Question

Ammonia and oxygen react at high temperature as in reaction,
4HN3(g) + 5O2(g) → 4NO(g) + 6H2O(g)
If rate of formation of NO is 3.6 x 10–3 mol L–1 .sec–1 . Calculate the rate of formation of water.

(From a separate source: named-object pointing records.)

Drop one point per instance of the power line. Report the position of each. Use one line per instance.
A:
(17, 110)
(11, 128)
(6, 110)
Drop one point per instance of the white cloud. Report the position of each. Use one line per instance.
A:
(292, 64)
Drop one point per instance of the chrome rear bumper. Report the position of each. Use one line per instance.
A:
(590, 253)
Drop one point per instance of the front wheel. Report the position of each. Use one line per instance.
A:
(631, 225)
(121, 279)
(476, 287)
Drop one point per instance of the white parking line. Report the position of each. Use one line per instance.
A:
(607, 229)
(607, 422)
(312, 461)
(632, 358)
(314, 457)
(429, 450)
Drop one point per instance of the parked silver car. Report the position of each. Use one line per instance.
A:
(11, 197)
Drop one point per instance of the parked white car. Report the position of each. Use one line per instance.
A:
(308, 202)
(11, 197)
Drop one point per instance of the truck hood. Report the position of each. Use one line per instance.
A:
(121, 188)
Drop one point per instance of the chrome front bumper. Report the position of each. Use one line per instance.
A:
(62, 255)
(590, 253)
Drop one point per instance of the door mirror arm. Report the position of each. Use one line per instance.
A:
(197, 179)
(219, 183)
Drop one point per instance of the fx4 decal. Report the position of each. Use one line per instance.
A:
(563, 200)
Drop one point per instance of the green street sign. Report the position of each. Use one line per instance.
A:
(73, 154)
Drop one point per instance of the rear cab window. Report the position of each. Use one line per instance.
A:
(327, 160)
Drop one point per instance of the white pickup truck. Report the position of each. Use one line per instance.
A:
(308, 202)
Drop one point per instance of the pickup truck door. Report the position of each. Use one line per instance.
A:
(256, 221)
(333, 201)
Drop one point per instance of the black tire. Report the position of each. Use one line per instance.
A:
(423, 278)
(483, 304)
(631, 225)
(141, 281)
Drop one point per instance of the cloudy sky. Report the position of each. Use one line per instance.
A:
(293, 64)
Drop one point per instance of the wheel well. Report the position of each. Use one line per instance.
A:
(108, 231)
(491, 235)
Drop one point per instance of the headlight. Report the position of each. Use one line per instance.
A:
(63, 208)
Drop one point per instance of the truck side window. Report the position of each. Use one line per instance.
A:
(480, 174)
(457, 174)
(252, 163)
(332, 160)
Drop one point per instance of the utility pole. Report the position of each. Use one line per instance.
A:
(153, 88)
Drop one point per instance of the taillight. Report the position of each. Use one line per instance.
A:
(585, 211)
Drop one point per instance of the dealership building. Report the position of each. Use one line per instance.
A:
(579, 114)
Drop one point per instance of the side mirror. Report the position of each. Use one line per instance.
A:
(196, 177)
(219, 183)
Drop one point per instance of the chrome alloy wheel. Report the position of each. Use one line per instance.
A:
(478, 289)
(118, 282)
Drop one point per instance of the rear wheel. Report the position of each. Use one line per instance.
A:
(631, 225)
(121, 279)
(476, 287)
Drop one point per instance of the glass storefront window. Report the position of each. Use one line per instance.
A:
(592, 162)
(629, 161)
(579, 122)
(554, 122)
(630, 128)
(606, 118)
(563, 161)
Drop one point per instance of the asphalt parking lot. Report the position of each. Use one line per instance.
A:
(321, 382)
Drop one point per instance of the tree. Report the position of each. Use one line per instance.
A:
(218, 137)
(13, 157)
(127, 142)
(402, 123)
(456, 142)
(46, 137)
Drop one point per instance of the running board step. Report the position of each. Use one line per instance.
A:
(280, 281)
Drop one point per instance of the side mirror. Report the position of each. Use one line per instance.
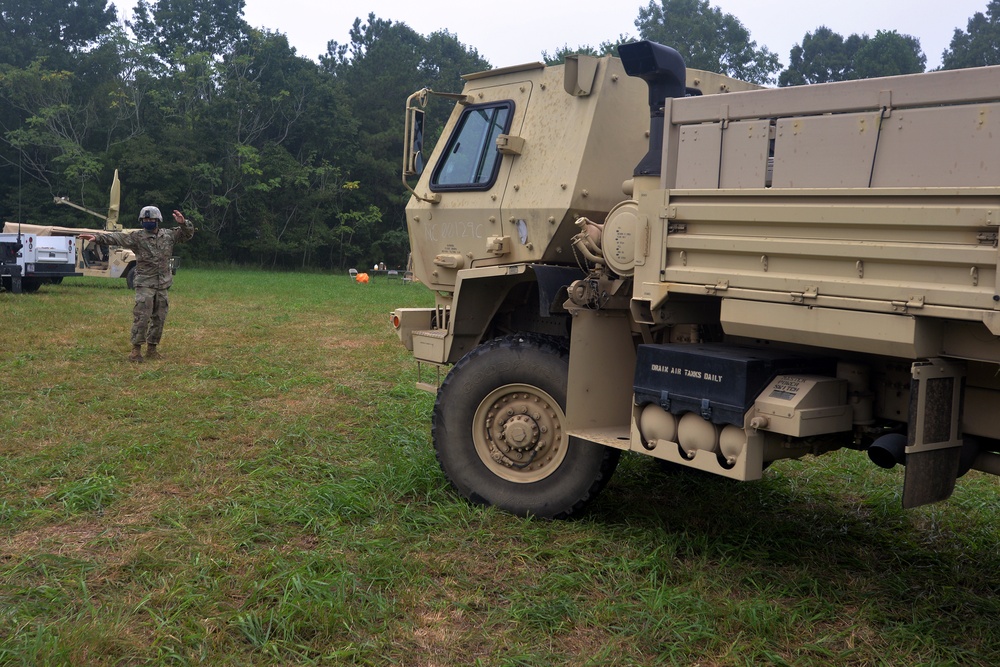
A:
(414, 163)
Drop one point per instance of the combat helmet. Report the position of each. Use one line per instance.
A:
(150, 212)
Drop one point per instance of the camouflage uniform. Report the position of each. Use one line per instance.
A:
(152, 275)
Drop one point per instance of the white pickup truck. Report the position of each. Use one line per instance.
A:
(27, 261)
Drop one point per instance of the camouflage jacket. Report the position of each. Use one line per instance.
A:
(152, 252)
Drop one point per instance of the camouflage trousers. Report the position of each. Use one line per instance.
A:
(149, 315)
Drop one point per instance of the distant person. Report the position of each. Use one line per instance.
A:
(153, 247)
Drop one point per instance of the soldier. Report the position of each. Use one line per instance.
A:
(153, 247)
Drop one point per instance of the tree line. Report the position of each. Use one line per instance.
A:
(285, 162)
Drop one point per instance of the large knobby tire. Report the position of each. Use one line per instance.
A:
(499, 431)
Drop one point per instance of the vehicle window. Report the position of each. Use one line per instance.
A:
(471, 160)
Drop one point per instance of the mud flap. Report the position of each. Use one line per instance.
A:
(934, 444)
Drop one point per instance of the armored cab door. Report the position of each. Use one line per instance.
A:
(469, 179)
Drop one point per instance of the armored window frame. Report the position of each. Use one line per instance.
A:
(471, 159)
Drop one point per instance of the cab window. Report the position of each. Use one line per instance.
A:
(471, 161)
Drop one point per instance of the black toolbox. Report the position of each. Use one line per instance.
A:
(719, 381)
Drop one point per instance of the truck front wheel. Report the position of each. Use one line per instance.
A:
(499, 431)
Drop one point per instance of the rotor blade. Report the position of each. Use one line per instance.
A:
(115, 204)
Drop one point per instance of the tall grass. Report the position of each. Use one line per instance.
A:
(267, 495)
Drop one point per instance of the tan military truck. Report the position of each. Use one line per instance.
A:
(91, 259)
(628, 255)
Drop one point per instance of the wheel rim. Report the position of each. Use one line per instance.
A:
(518, 433)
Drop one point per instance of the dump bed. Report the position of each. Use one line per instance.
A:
(857, 200)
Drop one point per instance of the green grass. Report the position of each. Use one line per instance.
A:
(267, 495)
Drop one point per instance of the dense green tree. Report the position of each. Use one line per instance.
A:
(887, 54)
(54, 29)
(707, 39)
(826, 56)
(979, 44)
(179, 28)
(822, 57)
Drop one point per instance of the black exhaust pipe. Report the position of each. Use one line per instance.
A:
(663, 70)
(888, 450)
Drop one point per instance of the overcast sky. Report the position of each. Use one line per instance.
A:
(518, 31)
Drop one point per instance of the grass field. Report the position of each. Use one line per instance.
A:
(267, 494)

• A. 6.0 x 10–3 mol L–1 sec–1
• B. 3.6 x 10–3 mol L–1 sec–1
• C. 1.8 x 10–3 mol L–1 sec–1
• D. 5.4 x 10–3 mol L–1 sec–1

Answer 1

Answer: (D)

5.4 x 10–3 mol L–1 sec–1

Answer 2

From the balanced equation, we can see that the stoichiometric ratio between NO and H2O is 4:6 or 2:3. This means that for every 4 moles of NO formed, 6 moles of H2O will be formed.
Given that the rate of formation of NO is 3.6x10-3 mol L-1 sec-1
We can calculate the rate of formation of water as follows:
Rate of formation of H2O = (3.6x10-3 mol L-1 sec-1) x $\frac {6}{4}$ = 5.4 x 10-3 mol L-1 sec-1
Therefore, the rate of formation of water is 5.4 x 10-3 mol L-1 sec-1, which corresponds to option (D).